Aktuelles Beispiel ist ein Gesetzentwurf aus dem Bundesjustizministerium, der den Einsatz von verdeckten Ermittlern, die zur Polizei gehören, und sogenannten Vertrauenspersonen, die eben nicht zur Polizei gehören, sondern dem kriminellen Milieu angehören und aus diesem rekrutiert werden, regeln will. Darauf werde ich mich konzentrieren. Die Stellung Letzterer birgt unbestritten rechtliche Risiken in einem späteren Strafverfahren gegen die mit ihrer Hilfe überführten Schwerkriminellen. Statt einer Verbesserung, beispielsweise durch ein praxistaugliches Gesetz, sieht der von tiefem Misstrauen gegenüber den Sicherheitsbehörden und der Justiz geprägte Gesetzentwurf aus dem Bundesjustizministerium zahlreiche bürokratische Hürden vor, und er geht für die Vertrauenspersonen mit vielen Risiken einher, insbesondere der Gefahr ihrer Enttarnung.

(Andrea Lindholz [CDU/CSU]: So ist es!)

Aufgrund seiner Praxisferne und weil es rechtsstaatlich nicht unbedingt notwendig ist, haben sich alle Generalstaatsanwälte geschlossen gegen dieses Gesetz ausgesprochen. Ebenso äußern sich Justiz- und Innenminister der Länder sowie Vertreter aus den Reihen der Polizei negativ. Schon die Gesetzesbegründung, dass es zum Einsatz der Vertrauenspersonen, insbesondere wenn sie Dritte zu Straftaten verleiten würden, keine eindeutigen rechtlichen Vorgaben gebe, an die sich die Behörden halten müssten, ist falsch.

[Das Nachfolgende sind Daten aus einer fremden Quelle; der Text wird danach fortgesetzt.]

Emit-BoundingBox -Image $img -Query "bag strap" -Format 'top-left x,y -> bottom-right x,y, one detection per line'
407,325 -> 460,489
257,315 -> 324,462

Nicht nur, dass es dazu seit 1976 respektive in der Anlage D der Richtlinien für das Strafverfahren und das Bußgeldverfahren genaue Regeln gibt; es gibt darüber hinaus eine aus sehr vielen Einzelfällen heraus entwickelte Rechtsprechung des Bundesgerichtshofs im Einklang mit übergeordnetem europäischen Recht und europäischer Rechtsprechung. Diese zwingt die Tatgerichte beispielsweise, eine mögliche Tatprovokation durch eine Vertrauensperson gegenüber einer Zielperson bei der Strafhöhe zu berücksichtigen. Im Extremfall bleibt nur noch Raum für eine Mindeststrafe, oder es ist gänzlich von Strafe abzusehen.

Diesem fein abgestuften System stellt der Gesetzentwurf des BMJ das grobmotorische Alles-oder-nichts-Prinzip entgegen.

(Beifall bei der CDU/CSU – Andrea Lindholz [CDU/CSU]: Genau!)

Künftig soll es so sein, dass im Falle einer Tatprovokation eine Strafverfolgung ausbleibt. Die Ahndung bleibt aus. Dieses reine Schwarz-Weiß-Denken wird den vielschichtigen Formen schwerer Kriminalität nicht gerecht, und die Ampelkoalition verweigert Polizei und Justiz das notwendige Werkzeug zur Bekämpfung der steigenden Kriminalität. Sie wird dadurch selbst zum Sicherheitsrisiko für unser Land.

Ich bedanke mich.

(Beifall bei der CDU/CSU)

Das Wort hat der Kollege Sebastian Fiedler für die SPD-Fraktion.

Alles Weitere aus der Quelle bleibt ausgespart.